I’m awaiting the outpourings of the apologists over the riots engulfing London at the moment. The original chain of events started with the shooting by police of a local man, Mark Duggan. Whatever the outcome of the investigations into the circumstances of Duggan’s death, as far as I’m concerned, if someone uses a confronts the police with a firearm, they should expect no less than for the police to respond with deadly force.
The ongoing disturbances, according to a number of commentators, including community leaders and youth workers (normally at pains to justify any misconduct by members of the community) are nothing more than a bunch of predominantly youths (including kids on holiday from school) taking the opportunity to go on the rampage in an orgy of destruction.

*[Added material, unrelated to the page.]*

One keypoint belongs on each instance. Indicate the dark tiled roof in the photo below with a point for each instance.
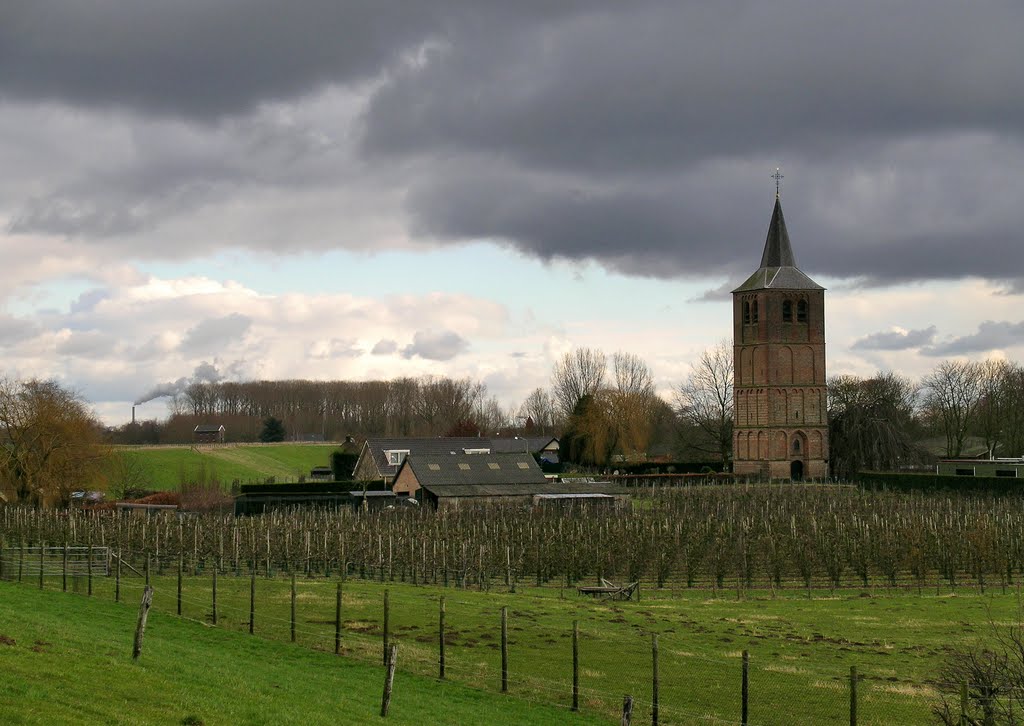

Once again, there will be those who go out of their way to excuse the actions of the mob. They will claim that the mob is acting out of desperation and out of perceived social grievances. The supposed ‘have-nots’ apparently have licence to run riot to vent their frustration in the face of police behaving perfectly within their rights.
I’ve had enough of all this bollocks.
Firstly, there is not always a reason behind violence and vandalism. How do I know that? Because I was young myself once.
As a youngster, smashing things seemed like fun. Scrap that – it was fun. I happen to have been raised in a middle-class family, but I went to a bog-standard comprehensive and had a circle of friends and acquaintances from a range of social backgrounds. There were kids from all backgrounds I knew personally who liked vandalising things. Ask them why they did it, and you’d get the answer ‘because it’s a laugh’ – not because they felt that they had social and socio-economic grievances and the only way that they could fight these grievances was by making a political statement by putting a brick through a phone box. The only reasons I didn’t join in the wanton vandalism were because I’d been raised to understand that such acts were wrong, achieved nothing, and destroyed my own local environment. There were kids from wealthier and poorer families than mine who were not instilled with the same values. Such kids enjoyed smashing things and had no conscience about doing so.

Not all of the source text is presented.